Ineos Grenadiers’ 2024 climber exodus could hint that a big new name is due to join the squad as part of its mission to return to the top of the Tour de France. And if anyone’s going to level with Tadej Pogačar and Jonas Vingegaard, it’s Evenepoel.

However, sources through the peloton suggest Mikel Landa and George Bennett might become part of the Belgian “Wolfpack” in 2024. Their futures could be strongly intertwined with that of Evenepoel.

Cavendish has an open door to race one more year with Astana-Qazaqstan in his quest to go one better than Eddy Merckx.

The grapevine has been quiet since Alexander Vinokourov made his offer, but the arrival of Max Kanter and renewal of leadout ace Cees Bol suggests “Vino” has sprint ambitions scrawled into his notepad for 2024.
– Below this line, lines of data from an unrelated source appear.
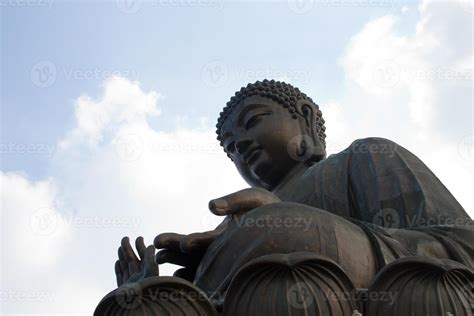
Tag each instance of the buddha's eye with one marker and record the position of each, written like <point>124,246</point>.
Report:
<point>254,120</point>
<point>230,148</point>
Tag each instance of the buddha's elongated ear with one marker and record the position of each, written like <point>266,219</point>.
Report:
<point>308,116</point>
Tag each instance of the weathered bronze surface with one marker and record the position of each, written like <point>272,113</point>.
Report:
<point>368,231</point>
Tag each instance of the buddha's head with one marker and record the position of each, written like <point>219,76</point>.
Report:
<point>268,129</point>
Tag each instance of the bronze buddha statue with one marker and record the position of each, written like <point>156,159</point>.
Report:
<point>370,220</point>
Michael Mørkøv – the sprint-train mastermind who piloted Cavendish to four stage wins at the 2021 Tour de France – has also been linked with the team to further add to the Cav-ticipation.

Mark Cavendish
One more year, Cav? (Photo: David Ramos/Getty Images)

And Jumbo-Visma?

The story is that the grand tour-slayer only just took a seat on the transfer merry-go-round with the recent signing of Matteo Jorgenson.

Rohan Dennis and Jos Van Emden both retire at the end of this season, leaving an experience gap in the team, and Tobias Foss is likely on the way out

Even without Dennis, Van Emden, and Foss, Jumbo-Visma doesn’t need any more riders on what would still be the strongest squad of the peloton.

However, additional classics and stage-race artillery would no doubt help with its quest to remain at the top of the WorldTour – expect more signings, soon.